By Dave Workman
Former Vice President Richard “Dick” Cheney, the conservative Wyoming Republican who served eight years as second-in-line under then-President George W. Bush, and prior to that as Defense Secretary and earlier as a member of Congress, was a staunch Second Amendment champion.
Cheney died Monday night at the age of 84, his family announced, according to Fox News. When he was vice president—and Senate president—Cheney signed onto an amicus brief to the U.S. Supreme Court in 2008, which argued the Second Amendment protected an individual right to keep and bear arms. In the unusual move, as reported by NBC News at the time, Cheney joined some 300 members of Congress in the brief, which went further than a brief submitted by the Bush administration, because the Congressional version urged the high court to declare the handgun ban in Washington, D.C. was unconstitutional under the Second Amendment. It was that view which prevailed in the 2008 Heller ruling.
In a July 2000 interview with ABC News when he was running for the vice presidency, Cheney appeared on “Good Morning America” where he stated, “I was a great believer and am a great believer today in the Second Amendment — the right of citizens to keep and bear arms.” He opposed waiting periods on handguns, opposed a ban on so-called “cop killer bullets” (a term fabricated by the gun prohibition lobby) and also opposed a ban on handguns with polymer frames, which were at the time wrongly described as being able to pass through metal detectors.

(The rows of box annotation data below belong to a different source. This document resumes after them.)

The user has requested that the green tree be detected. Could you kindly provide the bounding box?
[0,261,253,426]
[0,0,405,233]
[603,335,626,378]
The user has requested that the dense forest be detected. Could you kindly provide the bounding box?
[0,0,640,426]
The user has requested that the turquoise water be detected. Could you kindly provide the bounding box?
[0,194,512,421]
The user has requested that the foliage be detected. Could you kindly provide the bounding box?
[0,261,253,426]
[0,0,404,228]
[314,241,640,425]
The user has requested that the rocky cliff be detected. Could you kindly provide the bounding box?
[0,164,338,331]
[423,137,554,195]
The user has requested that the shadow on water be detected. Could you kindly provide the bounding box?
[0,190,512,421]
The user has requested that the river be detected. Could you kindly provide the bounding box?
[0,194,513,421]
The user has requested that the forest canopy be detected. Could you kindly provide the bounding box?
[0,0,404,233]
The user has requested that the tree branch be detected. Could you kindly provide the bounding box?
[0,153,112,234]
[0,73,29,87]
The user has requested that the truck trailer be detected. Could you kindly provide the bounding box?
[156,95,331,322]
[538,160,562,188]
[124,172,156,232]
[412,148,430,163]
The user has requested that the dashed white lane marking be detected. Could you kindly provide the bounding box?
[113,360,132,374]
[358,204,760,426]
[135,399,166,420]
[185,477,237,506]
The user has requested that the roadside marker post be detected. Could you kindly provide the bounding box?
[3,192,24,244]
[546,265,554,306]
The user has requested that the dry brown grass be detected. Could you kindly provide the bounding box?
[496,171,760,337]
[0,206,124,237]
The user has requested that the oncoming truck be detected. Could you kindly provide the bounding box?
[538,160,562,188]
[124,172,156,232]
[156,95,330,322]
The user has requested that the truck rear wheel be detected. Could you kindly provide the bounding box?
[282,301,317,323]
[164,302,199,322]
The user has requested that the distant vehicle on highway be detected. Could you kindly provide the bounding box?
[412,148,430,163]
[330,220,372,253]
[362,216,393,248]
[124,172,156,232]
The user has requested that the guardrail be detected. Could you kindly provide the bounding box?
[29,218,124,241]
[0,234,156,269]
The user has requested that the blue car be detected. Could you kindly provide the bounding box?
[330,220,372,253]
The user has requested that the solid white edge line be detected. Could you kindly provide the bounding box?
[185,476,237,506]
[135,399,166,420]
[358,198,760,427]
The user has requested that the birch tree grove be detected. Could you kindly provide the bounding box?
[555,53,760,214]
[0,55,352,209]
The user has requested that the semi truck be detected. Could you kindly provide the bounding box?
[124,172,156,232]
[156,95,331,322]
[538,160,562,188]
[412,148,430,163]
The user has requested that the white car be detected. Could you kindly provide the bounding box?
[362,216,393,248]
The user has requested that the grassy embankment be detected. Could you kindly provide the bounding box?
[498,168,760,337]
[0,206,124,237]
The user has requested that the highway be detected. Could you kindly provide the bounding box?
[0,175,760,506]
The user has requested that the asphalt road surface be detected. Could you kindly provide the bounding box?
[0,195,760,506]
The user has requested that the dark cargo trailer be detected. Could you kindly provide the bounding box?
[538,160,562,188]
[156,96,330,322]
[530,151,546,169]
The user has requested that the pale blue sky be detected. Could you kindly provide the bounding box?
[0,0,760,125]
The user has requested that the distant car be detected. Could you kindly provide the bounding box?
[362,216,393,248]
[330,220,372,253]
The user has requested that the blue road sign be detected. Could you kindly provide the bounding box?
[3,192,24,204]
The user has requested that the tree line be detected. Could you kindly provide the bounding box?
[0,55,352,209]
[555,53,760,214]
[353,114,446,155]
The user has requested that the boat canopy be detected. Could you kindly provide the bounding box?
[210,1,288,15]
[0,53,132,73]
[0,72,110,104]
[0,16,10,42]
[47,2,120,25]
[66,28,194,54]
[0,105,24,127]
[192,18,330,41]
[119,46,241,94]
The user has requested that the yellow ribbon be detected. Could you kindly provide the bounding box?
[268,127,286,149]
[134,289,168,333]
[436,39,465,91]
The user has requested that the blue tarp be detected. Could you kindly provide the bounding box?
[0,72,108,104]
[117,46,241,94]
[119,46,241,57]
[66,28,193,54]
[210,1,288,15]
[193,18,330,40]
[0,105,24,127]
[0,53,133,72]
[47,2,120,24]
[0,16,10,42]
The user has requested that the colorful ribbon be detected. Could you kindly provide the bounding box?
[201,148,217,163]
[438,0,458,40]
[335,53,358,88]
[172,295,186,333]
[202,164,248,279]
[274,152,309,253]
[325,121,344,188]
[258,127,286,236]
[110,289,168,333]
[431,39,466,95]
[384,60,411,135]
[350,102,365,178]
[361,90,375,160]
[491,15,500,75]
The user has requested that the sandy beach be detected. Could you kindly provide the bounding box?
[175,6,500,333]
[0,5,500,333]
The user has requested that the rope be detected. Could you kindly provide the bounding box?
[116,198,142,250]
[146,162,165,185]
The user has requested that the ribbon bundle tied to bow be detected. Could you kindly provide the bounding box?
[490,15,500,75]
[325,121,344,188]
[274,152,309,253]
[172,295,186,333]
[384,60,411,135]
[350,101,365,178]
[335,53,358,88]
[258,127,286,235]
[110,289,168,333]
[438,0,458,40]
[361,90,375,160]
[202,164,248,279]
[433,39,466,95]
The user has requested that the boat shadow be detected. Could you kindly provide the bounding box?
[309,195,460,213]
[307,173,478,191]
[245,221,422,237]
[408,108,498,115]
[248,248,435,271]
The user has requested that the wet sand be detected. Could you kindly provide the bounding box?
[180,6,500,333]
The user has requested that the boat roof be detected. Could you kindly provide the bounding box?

In April 2004, Cheney delivered the keynote address at the National Rifle Association’s annual banquet, during which he took a swipe at Sen. John Kerry, who was then running against President Bush, as a “potential threat to gun owners,” according to NBC News.
A devoted outdoorsman, Cheney was a skilled fly fisherman and he also was a hunter. In February 2006, Cheney was involved in a highly-publicized accident when he fired a shot which left fellow hunter and longtime friend Harry Whittington with facial wounds.
Four months later, when Congressman Patrick Kennedy (D-RI)—sone of the late Sen. Ted Kennedy—was arrested for driving under the influence, Alan Gottlieb, founder and executive vice president of the Second Amendment Foundation, issued a statement declaring, “I’d rather go quail hunting with Dick Cheney than get in a car being driven by a Kennedy.”
In February 2007, a suicide bomber targeted Cheney at Bagram Airfield in Afghanistan, while the vice president was there. The bombing killed 23 people and wounded 20 more, according to an account at Wikipedia, but Cheney was in a building a half-mile away and was not injured.
In January 2013 at the Safari Club International convention in Reno, Cheney was interviewed by MSNBC during which he talked about gun control and about having armed officers in schools to prevent campus shootings.
Cheney had suffered health problems for decades, and was a heavy smoker for some 20 years, according to biographical information. He suffered five heart attacks, underwent several heart surgeries and in 2012, received a heart transplant from an anonymous donor. At the time he was 71.
Cheney’s cause of death was described as complications from pneumonia and cardiac and vascular disease.